I didn't have much time. Rossi was working with the dark. I had to get to her before the sunlight did if I was to stop her killing Boyle. I wanted him arrested and behind bars, not dead. The bush was coming alive with the sound of various unseen animals sparking up to embrace the new day. I noticed when Rossi had assembled the rifle that it was suppressed. Even so, it would still make a muffled crack when she sent a round humming toward Boyle's skull. So far, I'd heard nothing of that nature.

As I moved, I thought about where Rossi might set up. Logically, she'd take a position that'd provide an unobstructed view of the villa, as well as cover. That meant the high side of the valley. I had nothing else to go on. I worked my way around, climbing, hoping to stumble across her, wrestling the headboard through what was mostly scrub, alternately dragging, ripping, and carrying it through the dense foliage.

After fifteen minutes of this, through a small clearing up ahead I saw a ledge formed by an old fallen tree. I scoped the area down to the villa. It was an obvious hide for a sniper, providing a clear, unobstructed line of fire to the target 2300 feet across the valley. Fish-in-the-barrel distance for a trained sniper like Rossi. I took the last hundred and fifty feet slowly and quietly, coaxing some cooperation from the hundred pounds of steel pipes tucked under my arm. What I found when I finally arrived at the ledge didn't make my list of ten-things-most-likely.

Two Koreans — one I recognized, one I didn't — were standing in the small clearing. They'd swapped their suits for Adidas warm-up pants and T-shirts. I thought maybe they were out for their morning jog or something. I wondered where Rossi was. Perhaps this wasn't such a great hide for a sniper after all and she was elsewhere lining up Boyle in her crosshairs.

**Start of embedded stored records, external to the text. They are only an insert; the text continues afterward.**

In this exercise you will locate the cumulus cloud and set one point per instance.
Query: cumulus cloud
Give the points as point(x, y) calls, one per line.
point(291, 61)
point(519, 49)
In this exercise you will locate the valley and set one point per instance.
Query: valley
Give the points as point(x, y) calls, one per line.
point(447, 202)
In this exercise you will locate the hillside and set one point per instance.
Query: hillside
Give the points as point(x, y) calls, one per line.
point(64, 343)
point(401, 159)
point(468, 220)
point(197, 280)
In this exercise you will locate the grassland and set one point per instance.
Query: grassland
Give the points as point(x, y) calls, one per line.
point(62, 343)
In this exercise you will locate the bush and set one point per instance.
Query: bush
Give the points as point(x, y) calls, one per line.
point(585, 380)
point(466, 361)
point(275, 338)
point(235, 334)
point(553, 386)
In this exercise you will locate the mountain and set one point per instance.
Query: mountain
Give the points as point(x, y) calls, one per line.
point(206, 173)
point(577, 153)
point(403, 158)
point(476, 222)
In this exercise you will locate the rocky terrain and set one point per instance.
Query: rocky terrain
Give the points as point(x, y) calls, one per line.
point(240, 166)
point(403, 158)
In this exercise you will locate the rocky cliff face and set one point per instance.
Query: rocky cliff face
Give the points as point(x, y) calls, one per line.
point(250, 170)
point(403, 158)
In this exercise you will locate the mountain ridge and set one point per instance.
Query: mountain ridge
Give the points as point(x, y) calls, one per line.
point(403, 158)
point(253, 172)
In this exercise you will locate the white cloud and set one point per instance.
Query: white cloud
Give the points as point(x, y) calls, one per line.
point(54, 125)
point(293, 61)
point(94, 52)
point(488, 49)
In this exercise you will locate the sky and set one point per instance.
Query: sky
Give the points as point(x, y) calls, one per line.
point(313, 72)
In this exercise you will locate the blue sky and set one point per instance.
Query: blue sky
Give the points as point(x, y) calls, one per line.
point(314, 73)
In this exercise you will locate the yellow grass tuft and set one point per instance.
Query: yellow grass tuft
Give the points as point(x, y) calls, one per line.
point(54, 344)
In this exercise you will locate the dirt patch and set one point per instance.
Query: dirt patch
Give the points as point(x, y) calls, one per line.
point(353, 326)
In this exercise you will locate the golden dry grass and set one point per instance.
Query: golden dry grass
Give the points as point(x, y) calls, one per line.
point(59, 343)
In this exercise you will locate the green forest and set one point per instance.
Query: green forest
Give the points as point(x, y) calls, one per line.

Then one of the Koreans, the one I recognized, did something that seemed odd. He took a turnip out of his pants. At least I thought it was a turnip — it was long, pale, and thin. That's when I saw Rossi. She was lying at his feet, the rifle kicked off its bipod. The other Korean rolled her over onto her stomach with his toe like she was roadkill. Her head lolled to one side. She was unconscious. The Korean kneeled and began cutting off her jumpsuit with a pocketknife, slitting the seams up the inside of her legs.

The Korean holding his turnip glanced over his shoulder and spotted me even before I began to move. There was no time to consider strategy. I charged forward out of the bush into the clearing, dragging the headboard. The man on the ground kneeling over Rossi went for a gun I saw tucked in the small of his back. I spun around like a discus thrower as I stumbled forward, and swung the headboard. It strained at the Smith & Wessons as it accelerated through the arc, rapidly gaining speed and momentum. Perhaps they'd never been assaulted by a man wielding half a bed before, because both men were standing openmouthed with surprise when the collection of rusting steel piping caught them full in their faces. The crunch of breaking teeth and bone was underpinned, if I wasn't mistaken, by an almost perfect middle C.